What happened to “The Sphere” after 11 September 2001?
“The Sphere“ was recovered from the rubble of the collapsed Twin Towers, the only one of the sculptures from the World Trade Center plaza to be saved. Damaged but not destroyed, the artwork became a “symbol of human resilience in times of extreme tragedy and suffering”, believes Holger A. Klein, an art history professor at Columbia University. On 11 March 2002, six months after the terrorist attacks of 11 September, New York celebrated when the sculpture – which had intentionally not had every sign of damage repaired – was erected in Battery Park close to its former location.

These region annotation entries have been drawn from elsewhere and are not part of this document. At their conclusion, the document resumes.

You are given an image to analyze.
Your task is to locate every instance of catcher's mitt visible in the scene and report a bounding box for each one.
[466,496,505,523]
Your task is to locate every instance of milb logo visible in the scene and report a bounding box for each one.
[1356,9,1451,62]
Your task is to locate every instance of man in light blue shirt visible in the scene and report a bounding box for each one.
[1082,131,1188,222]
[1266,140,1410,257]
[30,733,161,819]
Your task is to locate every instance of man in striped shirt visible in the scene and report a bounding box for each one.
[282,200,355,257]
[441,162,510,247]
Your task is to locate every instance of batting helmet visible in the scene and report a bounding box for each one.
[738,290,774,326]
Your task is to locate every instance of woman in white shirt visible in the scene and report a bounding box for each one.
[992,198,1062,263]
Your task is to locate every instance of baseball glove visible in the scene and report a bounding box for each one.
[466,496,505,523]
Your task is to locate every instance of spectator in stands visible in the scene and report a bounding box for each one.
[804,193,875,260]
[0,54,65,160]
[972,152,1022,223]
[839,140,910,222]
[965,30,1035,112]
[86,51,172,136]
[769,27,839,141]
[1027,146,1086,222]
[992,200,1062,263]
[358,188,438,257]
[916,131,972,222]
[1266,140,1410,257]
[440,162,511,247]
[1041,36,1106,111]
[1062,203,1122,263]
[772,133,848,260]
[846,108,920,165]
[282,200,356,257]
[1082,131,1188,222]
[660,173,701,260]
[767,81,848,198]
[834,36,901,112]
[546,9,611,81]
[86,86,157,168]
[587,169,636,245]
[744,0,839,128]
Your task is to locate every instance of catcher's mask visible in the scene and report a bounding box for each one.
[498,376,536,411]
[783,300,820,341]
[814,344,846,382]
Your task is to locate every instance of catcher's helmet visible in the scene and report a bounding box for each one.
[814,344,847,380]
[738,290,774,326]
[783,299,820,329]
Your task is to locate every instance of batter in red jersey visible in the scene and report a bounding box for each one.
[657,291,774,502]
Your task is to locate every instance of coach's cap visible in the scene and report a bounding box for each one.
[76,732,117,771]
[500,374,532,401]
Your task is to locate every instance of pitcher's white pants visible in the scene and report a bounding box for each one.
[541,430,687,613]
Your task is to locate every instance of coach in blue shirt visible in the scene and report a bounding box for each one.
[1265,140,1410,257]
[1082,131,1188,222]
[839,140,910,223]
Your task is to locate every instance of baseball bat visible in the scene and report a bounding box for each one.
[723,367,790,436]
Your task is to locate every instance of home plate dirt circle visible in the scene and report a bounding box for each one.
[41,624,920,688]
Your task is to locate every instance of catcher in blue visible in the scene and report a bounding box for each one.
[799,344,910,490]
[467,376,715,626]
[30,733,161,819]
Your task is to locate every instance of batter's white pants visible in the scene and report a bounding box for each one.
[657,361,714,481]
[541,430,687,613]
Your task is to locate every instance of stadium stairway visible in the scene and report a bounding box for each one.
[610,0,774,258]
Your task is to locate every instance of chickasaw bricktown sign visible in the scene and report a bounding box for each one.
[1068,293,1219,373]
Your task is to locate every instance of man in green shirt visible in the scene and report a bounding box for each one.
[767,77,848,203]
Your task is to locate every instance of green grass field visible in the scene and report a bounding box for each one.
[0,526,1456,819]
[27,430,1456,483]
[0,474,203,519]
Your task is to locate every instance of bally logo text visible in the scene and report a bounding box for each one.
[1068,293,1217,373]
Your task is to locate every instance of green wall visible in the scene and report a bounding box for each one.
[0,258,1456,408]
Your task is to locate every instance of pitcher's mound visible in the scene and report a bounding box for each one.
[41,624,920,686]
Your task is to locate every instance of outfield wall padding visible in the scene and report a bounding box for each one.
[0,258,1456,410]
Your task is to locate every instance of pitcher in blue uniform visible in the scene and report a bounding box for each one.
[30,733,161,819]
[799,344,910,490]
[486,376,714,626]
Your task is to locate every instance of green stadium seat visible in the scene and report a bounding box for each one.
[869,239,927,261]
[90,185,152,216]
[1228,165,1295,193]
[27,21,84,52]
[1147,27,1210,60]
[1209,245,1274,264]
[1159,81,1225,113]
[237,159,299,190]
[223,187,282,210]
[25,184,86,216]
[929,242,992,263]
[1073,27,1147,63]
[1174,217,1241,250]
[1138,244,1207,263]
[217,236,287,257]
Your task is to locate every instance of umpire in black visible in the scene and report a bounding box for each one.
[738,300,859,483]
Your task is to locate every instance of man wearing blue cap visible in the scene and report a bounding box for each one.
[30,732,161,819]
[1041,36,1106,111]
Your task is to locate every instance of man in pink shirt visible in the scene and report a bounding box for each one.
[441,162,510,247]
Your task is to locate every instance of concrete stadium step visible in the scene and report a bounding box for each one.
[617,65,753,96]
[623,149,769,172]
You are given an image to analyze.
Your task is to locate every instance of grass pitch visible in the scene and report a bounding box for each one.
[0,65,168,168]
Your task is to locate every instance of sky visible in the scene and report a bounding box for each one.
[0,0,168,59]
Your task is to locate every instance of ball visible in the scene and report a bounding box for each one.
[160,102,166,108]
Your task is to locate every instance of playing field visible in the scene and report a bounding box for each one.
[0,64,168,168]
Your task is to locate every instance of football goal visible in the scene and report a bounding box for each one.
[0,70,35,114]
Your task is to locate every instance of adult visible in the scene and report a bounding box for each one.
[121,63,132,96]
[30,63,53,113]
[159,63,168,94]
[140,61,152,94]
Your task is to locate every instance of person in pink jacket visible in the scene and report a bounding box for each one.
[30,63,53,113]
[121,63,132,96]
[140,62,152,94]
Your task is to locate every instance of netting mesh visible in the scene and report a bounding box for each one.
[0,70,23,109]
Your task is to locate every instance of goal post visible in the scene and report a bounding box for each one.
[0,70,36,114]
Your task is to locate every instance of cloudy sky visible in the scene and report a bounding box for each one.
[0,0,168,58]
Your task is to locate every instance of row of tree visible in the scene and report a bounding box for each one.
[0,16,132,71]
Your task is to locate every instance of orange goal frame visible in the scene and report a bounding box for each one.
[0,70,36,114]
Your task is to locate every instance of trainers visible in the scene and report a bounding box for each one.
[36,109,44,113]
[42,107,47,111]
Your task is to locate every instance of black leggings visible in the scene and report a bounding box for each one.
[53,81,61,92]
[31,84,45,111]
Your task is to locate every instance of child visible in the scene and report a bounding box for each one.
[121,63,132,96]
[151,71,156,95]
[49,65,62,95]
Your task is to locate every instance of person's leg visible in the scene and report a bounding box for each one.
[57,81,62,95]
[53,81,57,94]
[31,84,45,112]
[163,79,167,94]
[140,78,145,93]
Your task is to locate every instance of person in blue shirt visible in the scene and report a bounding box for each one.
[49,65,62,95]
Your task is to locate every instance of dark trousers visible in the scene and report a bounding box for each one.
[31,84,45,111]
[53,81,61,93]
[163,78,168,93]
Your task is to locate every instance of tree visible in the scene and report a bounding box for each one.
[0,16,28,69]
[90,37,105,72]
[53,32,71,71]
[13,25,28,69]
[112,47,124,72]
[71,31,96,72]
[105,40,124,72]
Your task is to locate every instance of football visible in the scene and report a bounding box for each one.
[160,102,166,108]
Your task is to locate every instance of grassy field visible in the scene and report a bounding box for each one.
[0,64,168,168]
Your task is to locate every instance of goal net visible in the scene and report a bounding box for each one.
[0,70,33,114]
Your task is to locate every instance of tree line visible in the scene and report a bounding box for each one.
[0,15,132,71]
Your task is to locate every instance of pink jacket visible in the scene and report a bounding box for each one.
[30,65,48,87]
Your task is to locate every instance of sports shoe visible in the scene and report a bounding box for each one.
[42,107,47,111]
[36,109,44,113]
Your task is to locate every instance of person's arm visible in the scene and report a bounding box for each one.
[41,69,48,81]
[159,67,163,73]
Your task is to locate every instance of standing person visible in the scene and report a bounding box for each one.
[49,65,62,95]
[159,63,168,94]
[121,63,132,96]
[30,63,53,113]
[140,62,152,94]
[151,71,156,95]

What happened to “The Sphere” next?
After some lengthy discussions, “The Sphere” was returned to its original site in 2017, and now stands in Liberty Park in front of the One World Trade Center. Among those who campaigned for this to happen was Michael Burke, the brother of William F. Burke Jr., a firefighter who died in the attacks. Another was Alice Greenwald, director of the 9/11 Memorial. She says: “The Sphere still bears the scars of the violence that it survived, and as such serves as a touching and poetic addition to the Memorial”.